Eine Studie des Ministeriums für Gesundheitspflege und Soziale Dienste der Vereinigten Staaten (HHS) aus dem Jahr 2023 zeigt, dass Einsamkeit die Sterblichkeit stärker ansteigen lässt als bekannte Risikofaktoren wie Rauchen, Übergewicht oder Bluthochdruck. Darin werden sechs Empfehlungen ausgesprochen: 1. Die soziale Infrastruktur stärken und Plätze der Begegung in den Kommunen (Parks, Bibliotheken, Spielplätze) schaffen; 2. Den öffentlichen Nahverkehr ausbauen und den Zugang dazu verbessern, insbesondere für Familien; 3. Das Bewusstsein für das Problem der Einsamkeit im Gesundheitssektor schärfen; 4. Kritisch die Beziehung zu digitalen Technologien reflekieren und sicherstellen, dass die Art und Weise der digitalen Interaktion nicht von einer sinnvollen und heilenden Beziehung zu anderen abhält; 5. Es braucht mehr Forschung zum Verständnis von Ursachen der Einsamkeit und 6. Eine Kultur der Beziehung und Verbundenheit auf allen Ebenen pflegen und fördern.

Was Corona mit der Einsamkeit zu tun hat

Der Schweizer Psychologe Udo Rauchfleisch von der Universität Basel führt die Zunahme von Einsamkeit unter jungen Menschen auf die Corona-Pandemie zurück. Kinder und Jugendliche hätten ihre Freunde in Schule und Sportvereinen nicht mehr getroffen, was zu einem Herausfallen aus dem sozialen Netz führte. Das habe sich bis jetzt noch nicht wieder normalisiert, so Rauchfleisch in einem nt-v-Interview (online 4.8.2024). Ohnmachts- und Sinnlosigkeitsgefühle angesichts von erwarteten Klimakatastrophen und unkontrollierbaren globalen politischen Krisen tragen bei Kindern und Jugendlichen seitdem vermehrt dazu bei.

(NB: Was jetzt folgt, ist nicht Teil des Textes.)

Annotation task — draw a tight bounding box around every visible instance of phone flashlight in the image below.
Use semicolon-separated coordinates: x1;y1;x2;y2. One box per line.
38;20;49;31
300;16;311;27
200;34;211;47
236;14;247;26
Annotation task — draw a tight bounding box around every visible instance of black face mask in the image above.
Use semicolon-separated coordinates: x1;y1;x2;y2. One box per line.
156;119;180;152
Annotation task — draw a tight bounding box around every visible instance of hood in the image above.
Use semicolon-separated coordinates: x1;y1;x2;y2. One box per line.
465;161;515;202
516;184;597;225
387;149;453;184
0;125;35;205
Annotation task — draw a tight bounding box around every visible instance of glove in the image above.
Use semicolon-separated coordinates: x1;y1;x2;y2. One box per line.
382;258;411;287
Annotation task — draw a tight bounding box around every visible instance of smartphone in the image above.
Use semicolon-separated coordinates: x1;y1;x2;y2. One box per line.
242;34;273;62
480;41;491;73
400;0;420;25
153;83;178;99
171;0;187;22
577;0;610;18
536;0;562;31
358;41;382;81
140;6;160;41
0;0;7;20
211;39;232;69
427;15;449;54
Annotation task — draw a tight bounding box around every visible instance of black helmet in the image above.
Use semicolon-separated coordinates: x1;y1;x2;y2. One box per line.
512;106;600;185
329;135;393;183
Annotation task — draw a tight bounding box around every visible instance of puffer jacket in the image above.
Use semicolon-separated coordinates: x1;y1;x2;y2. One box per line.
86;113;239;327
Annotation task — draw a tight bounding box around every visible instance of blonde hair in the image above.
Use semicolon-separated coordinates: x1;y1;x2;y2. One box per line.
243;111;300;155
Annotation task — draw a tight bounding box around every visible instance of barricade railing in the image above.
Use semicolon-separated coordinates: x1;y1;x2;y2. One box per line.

Zeitgeschenke sind Wege aus der Einsamkeit

Als Wege aus der Einsamkeit nennt Rauchfleisch eine einfache Geste im Alltag: sogenannte Zeitgeschenke. „Ich kann jemandem anbieten, gemeinsam etwas zu unternehmen“ oder etwas zu besprechen. Dabei sollte man den Hinweis: „Ich glaube, Du bis sehr vereinsamt!“ aber nicht verwenden. Das sei kränkend, führe zu Scham und zu einem weiteren Rückzug der einsamen Person.